The artwork below, Lodz Ghetto Bridge, was made by Vincent Brauner, c. 1940 – 1943. The original is 10 3/4 inches x 14 7/8 inches, made with pen and ink, watercolor, and conté on paper adhered to wood.

Lodz Ghetto Bridge by Vincent Brauner
Gift of Elizabeth, Gail, and Sandy Peters.

Brauner juxtaposes the crowded, harsh conditions of the Lodz Ghetto with the freedom and unconstrained space of the world outside. The street car and civilian with a small wagon travel uninhibited, the luxury of space theirs for the taking. In contrast, the Lodz Ghetto prisoner on the bottom left strains to pull a cart, while a thicket of Jewish prisoners cross over a bridge that connects parts of the Ghetto while cutting it off from the world outside. While the individual Jews are indistinguishable from one another, the lone soldier standing guard beneath the bridge has his gun, helmet, and uniform coat on clear display.
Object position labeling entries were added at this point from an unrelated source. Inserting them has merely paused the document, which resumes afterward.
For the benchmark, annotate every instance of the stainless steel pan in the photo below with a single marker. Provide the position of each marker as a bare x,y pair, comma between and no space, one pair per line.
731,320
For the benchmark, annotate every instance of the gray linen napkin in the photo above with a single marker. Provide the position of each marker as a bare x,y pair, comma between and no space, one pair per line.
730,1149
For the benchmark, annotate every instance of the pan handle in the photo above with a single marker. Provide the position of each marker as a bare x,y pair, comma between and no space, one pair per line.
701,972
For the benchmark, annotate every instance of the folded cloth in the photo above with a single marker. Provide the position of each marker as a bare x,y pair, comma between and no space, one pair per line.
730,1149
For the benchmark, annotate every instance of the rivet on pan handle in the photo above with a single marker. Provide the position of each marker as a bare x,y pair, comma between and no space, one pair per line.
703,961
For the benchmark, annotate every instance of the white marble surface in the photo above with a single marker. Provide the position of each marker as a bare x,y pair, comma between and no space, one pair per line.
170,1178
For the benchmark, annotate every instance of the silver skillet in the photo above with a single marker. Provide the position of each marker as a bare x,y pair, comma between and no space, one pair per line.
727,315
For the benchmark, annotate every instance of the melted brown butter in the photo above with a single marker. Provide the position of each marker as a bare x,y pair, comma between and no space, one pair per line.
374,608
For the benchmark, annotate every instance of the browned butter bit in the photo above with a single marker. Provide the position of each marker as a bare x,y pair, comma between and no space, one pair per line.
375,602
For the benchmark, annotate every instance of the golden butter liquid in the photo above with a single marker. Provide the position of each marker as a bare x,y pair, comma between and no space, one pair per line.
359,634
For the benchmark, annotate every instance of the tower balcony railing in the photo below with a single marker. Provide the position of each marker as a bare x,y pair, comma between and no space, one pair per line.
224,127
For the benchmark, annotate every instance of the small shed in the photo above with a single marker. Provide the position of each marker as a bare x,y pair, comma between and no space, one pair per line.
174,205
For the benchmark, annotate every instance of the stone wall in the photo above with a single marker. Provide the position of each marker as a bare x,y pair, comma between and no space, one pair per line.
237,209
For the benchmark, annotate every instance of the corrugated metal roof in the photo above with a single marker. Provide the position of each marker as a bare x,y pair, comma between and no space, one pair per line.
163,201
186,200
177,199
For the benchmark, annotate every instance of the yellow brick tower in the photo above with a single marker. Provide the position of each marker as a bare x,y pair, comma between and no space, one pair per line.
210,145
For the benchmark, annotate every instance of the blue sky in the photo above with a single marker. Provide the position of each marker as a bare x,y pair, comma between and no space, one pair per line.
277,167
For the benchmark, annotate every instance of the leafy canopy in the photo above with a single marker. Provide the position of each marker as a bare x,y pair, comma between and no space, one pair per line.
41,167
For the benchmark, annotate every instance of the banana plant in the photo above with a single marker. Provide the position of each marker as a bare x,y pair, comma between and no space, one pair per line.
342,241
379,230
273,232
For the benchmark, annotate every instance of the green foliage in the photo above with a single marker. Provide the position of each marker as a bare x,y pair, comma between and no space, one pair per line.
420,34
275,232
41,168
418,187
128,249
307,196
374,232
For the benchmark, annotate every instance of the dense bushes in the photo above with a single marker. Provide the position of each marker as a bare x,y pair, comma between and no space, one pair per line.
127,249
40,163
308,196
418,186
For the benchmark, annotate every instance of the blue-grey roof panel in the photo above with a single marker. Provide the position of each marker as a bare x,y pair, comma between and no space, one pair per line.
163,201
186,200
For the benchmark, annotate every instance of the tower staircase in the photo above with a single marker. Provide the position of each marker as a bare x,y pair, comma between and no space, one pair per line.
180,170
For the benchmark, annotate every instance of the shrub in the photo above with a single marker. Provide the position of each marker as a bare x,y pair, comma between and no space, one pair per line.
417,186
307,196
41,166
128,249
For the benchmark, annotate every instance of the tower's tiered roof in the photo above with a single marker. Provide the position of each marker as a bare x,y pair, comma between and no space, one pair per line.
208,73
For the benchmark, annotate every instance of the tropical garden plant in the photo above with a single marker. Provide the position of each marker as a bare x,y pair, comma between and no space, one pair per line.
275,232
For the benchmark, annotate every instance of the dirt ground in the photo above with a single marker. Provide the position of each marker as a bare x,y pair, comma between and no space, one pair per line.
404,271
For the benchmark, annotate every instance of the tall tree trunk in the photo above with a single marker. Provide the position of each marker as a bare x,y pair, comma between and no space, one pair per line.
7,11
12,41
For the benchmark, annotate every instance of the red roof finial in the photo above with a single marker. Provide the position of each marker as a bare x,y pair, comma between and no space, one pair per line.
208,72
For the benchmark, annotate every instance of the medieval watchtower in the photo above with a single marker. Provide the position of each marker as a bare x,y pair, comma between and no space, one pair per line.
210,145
A church features prominently to the left, notable because many synagogues in Lodz were destroyed by the Nazis after the German invasion.

Born with the first name Yitzhok, Brauner(1887–1944) went by Vincent as an homage to Vincent van Gogh. He was a member of the Jewish avant-garde art group Yung-yidish (active in Lodz, Poland from 1918 -1921) and studied painting in Krakow, Warsaw, and Berlin before World War II. He was deported from the Lodz Ghetto to Auschwitz, where he was murdered in 1944.